CS498CXZ Assignment #5: Gene Function Analysis
(due Nov. 10, 2005, Thursday, 12:30pm)

  1. [40 points] K-means Clustering: Implement the Lloyd algorithm for K-means clustering as described on page 347 of the textbook. The input for your program includes: (1) The number of experiment conditions m and the number of genes n; (2) A file containing an n X m data table, i.e., a set of n m-dimensional vectors each corresponding to the expression values of a gene. The data table should be of the following format:
     
    X11 X12 .... X1m
    X21 X22 .... X2m
    ...
    Xn1 Xn2 .... Xnm
    
    where each row represents a vector of expression values for a gene; and (3) The number of clusters k. Note that you may use the data file to implicitly specify m and n if it turns out to be easier. The output of your program should be (1) The squared error distortion value d; (1) The k centroid vectors in the same format as the data file; and (3) The objects in each cluster in the following format:
    cluster1: 1 3 5
    cluster2: 2 6 7 10
    ...
    clusterk: 4 8 12 9
    
    where the numbers are the indices of objects, so for example, the first cluster (i.e., "cluster1") has three objects, corresponding to the 1st, 3rd, and the 5th rows in the data table. In each iteration, you should compute the squared error distortion as described on page 346 of the textbook and test whether the squared error distortion decreases. Use a threshold on the change of the squared error distortion to test whether you are done with the clustering.
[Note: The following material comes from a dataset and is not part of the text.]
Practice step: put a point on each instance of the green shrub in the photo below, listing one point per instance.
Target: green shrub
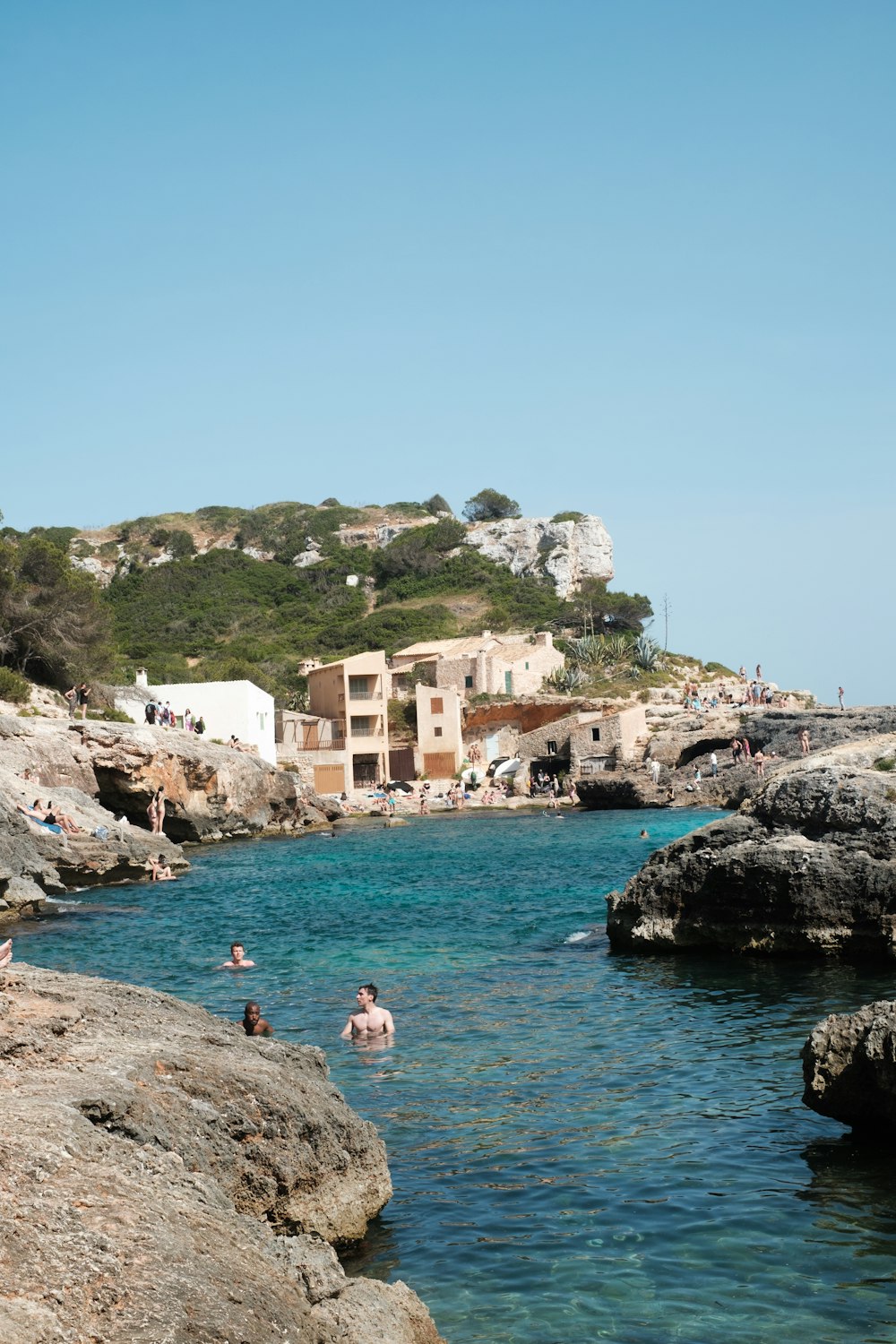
(13, 687)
  2. [60 points ] Motif Finding: Implement the motif finding algorithm SIMPLE_CONSENSUS. Please click here (MS Word file) to see the detailed description of SIMPLE_CONSENSUS and the required input and output for your program. Print out the output of your program as the written answers. The three data files required for problem C are here: biocoid.fa, hunchback.fa, and kruppel.fa.

    A simple test case is available here.

What to turn in

Please turn in a hardcopy of your written answers at the class. Please email your code and any other related information about your code to the grader Xuehua Shen (xshen AT cs.uiuc.edu).